A Strong Lagrangian Relaxation for General Discrete Choice Network Revenue Management

Published Papers
Kunnumkal, Sumit M., Talluri, Kalyan. (Forthcoming) "A Strong Lagrangian Relaxation for General Discrete Choice Network Revenue Management", Computational Optimization and Applications
Abstract:
The choice network revenue management (RM) model incorporates customer purchase behavior as customers purchasing products with certain probabilities that are a function of the offered assortment of products, and is the appropriate model for airline and hotel network revenue management, dynamic sales of bundles, and dynamic assortment optimization. The underlying stochastic dynamic program is intractable and even its certainty-equivalence approximation, in the form of a linear program called Choice Deterministic Linear Program ($CDLP$) is difficult to solve in most cases. The separation problem for $CDLP$ is NP-complete for MNL with just two segments when their consideration sets overlap.
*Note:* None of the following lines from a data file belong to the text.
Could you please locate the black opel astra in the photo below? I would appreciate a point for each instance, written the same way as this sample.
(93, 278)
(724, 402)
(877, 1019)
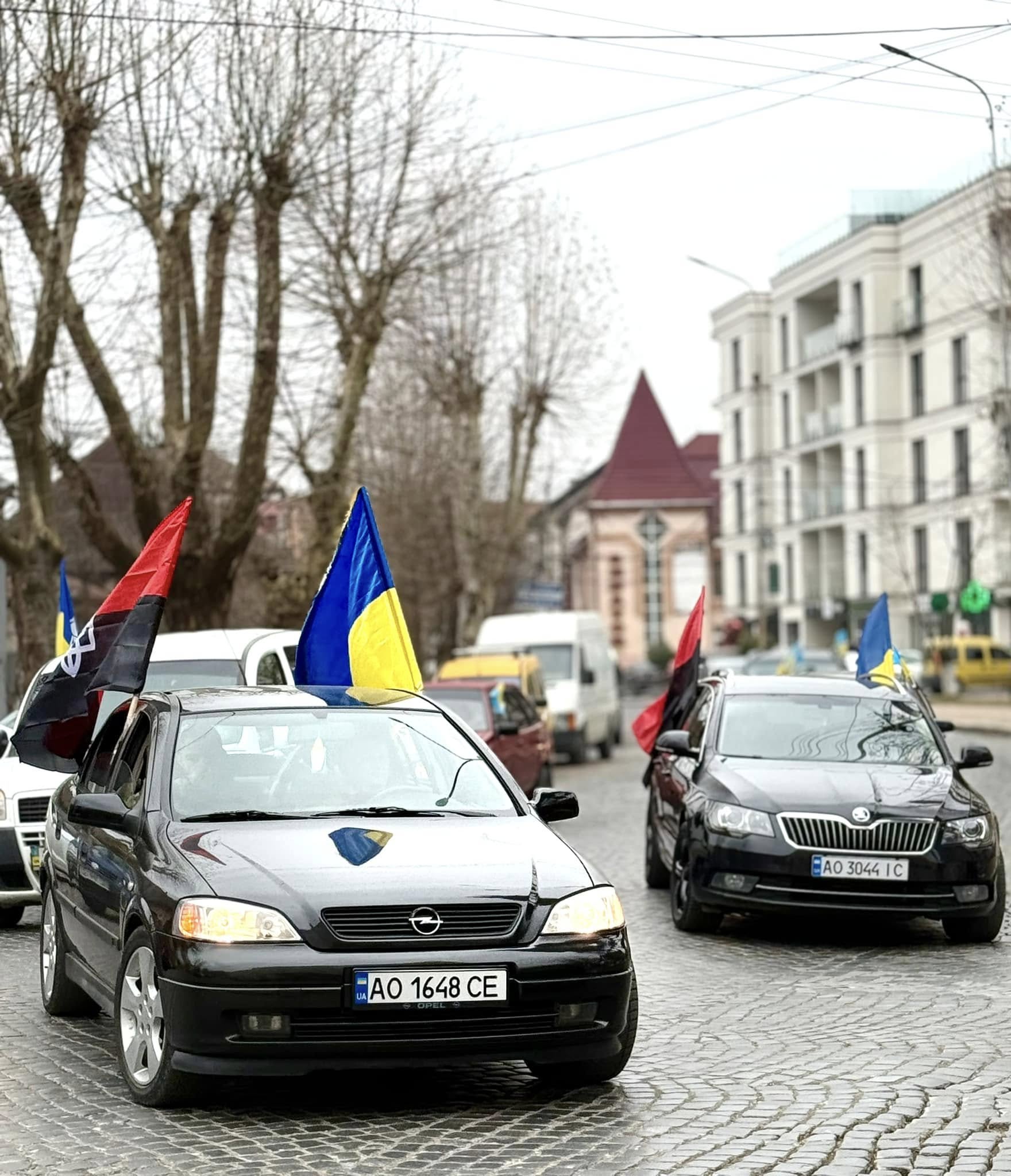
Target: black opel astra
(273, 883)
(821, 795)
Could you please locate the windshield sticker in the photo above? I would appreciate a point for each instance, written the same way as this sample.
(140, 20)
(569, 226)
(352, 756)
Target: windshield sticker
(359, 846)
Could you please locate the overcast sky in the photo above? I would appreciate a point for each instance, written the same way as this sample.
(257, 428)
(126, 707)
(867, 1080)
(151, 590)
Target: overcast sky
(728, 185)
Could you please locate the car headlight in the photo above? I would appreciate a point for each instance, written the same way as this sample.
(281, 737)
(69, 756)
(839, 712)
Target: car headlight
(969, 830)
(737, 821)
(219, 921)
(586, 913)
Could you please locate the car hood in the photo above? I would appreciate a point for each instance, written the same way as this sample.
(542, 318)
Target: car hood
(304, 866)
(884, 788)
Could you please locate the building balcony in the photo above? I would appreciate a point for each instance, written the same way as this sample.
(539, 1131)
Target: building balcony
(819, 344)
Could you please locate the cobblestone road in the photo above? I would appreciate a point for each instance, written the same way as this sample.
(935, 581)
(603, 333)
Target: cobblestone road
(795, 1049)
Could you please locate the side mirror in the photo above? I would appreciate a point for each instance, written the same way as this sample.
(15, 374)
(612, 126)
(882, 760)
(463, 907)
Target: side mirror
(104, 811)
(676, 744)
(976, 757)
(554, 804)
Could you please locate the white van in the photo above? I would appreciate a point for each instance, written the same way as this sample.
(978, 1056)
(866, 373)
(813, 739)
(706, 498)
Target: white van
(178, 660)
(578, 670)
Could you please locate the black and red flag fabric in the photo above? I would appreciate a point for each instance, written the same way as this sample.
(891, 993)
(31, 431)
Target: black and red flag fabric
(671, 709)
(110, 653)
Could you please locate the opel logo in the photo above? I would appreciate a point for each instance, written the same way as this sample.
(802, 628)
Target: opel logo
(425, 921)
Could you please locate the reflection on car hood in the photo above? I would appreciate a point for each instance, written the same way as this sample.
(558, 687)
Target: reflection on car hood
(302, 867)
(793, 786)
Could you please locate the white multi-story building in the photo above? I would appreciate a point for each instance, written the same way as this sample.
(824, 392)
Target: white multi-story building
(864, 445)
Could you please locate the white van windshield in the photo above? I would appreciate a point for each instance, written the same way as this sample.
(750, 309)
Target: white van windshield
(556, 663)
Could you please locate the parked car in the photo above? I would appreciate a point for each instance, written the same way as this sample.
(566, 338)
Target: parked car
(507, 720)
(218, 657)
(967, 662)
(578, 672)
(277, 883)
(816, 795)
(519, 670)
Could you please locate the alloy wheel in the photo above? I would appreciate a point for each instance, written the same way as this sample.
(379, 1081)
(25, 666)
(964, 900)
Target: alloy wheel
(141, 1021)
(47, 954)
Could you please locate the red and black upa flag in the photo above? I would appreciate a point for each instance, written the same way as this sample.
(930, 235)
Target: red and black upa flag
(671, 709)
(111, 653)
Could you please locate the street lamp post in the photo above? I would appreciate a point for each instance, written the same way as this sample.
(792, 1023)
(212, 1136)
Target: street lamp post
(763, 625)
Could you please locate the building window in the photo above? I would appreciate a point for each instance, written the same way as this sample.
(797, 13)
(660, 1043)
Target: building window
(921, 559)
(862, 565)
(653, 528)
(959, 370)
(916, 384)
(963, 548)
(920, 471)
(962, 478)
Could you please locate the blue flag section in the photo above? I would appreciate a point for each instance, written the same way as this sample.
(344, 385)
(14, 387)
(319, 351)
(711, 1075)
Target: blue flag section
(354, 633)
(66, 625)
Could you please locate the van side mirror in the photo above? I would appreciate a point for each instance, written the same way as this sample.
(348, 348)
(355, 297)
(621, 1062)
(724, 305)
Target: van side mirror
(555, 804)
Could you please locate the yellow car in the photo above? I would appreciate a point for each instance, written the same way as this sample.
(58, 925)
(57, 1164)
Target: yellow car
(971, 660)
(518, 670)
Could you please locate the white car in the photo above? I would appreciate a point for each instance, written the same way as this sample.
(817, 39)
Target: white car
(179, 660)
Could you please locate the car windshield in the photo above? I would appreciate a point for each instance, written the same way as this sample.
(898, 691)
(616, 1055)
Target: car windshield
(556, 663)
(305, 763)
(468, 706)
(825, 728)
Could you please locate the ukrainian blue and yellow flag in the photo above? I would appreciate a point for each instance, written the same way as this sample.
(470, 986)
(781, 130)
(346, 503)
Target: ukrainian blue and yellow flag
(354, 633)
(877, 659)
(66, 625)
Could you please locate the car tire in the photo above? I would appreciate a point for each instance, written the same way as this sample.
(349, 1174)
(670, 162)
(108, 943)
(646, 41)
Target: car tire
(140, 1023)
(10, 916)
(61, 997)
(686, 912)
(572, 1075)
(981, 928)
(658, 876)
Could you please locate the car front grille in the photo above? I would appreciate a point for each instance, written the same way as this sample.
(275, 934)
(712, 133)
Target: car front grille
(827, 833)
(473, 921)
(33, 810)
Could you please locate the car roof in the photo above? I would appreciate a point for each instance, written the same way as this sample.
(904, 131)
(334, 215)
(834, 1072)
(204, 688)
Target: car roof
(206, 699)
(843, 687)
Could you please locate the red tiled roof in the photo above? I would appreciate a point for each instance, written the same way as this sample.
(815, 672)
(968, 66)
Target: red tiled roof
(647, 465)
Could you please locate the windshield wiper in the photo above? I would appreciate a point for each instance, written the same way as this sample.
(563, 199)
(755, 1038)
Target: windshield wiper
(244, 815)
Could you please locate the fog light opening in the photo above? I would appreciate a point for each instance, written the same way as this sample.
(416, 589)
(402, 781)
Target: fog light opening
(265, 1024)
(576, 1014)
(738, 884)
(976, 892)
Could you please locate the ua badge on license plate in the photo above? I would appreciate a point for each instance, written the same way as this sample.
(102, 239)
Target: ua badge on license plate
(876, 869)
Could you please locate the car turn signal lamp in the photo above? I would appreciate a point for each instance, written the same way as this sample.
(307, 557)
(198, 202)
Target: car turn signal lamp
(217, 921)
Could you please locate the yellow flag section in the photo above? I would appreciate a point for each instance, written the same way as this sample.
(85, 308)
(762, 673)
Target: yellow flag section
(354, 633)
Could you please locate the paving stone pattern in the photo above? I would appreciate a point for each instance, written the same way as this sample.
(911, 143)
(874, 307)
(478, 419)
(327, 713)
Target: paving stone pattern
(769, 1048)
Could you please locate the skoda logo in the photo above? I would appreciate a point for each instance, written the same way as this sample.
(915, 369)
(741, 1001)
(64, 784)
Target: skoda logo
(425, 921)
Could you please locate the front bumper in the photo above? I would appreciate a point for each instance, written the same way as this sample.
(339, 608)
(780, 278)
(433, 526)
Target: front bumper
(785, 884)
(206, 988)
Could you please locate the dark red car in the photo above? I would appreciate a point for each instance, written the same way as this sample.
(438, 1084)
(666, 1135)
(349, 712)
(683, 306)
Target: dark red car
(507, 720)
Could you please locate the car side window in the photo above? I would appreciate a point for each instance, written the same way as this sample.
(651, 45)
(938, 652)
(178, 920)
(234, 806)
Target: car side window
(270, 672)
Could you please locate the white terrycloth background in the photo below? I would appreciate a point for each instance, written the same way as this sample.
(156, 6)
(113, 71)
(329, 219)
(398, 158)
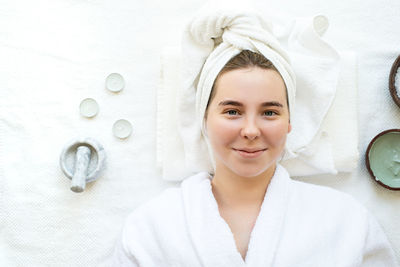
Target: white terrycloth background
(55, 53)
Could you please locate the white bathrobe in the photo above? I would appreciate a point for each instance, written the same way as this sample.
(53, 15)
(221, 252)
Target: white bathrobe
(299, 224)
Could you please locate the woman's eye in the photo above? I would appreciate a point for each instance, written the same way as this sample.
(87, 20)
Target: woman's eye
(270, 113)
(232, 112)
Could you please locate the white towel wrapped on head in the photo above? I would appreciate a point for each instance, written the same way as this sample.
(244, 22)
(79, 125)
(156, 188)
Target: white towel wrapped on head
(214, 36)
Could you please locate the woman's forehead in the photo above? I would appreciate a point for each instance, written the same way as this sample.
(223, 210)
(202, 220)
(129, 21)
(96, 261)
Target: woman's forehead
(253, 85)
The affine approximation of the dynamic program is NP-complete for even a single-segment MNL. This is in contrast to the independent-class or perfect-segmentation case where even the piecewise-linear approximation has been shown to be tractable. In this paper we investigate the piecewise-linear approximation for network RM under a general discrete-choice model of demand. Furthermore, we show that the piecewise-linear approximation is polynomially-time solvable for a fixed consideration set size, solvable in fact as a linear program. Small consideration sets are a reasonable modeling tradeoff in many practical applications. Our solution relies on showing that for any discrete-choice model the separation problem for the linear program of the piecewise-linear approximation can be solved exactly by a Lagrangian relaxation. We give modeling extensions and show by numerical experiments the improvements from using piecewise-linear approximation functions.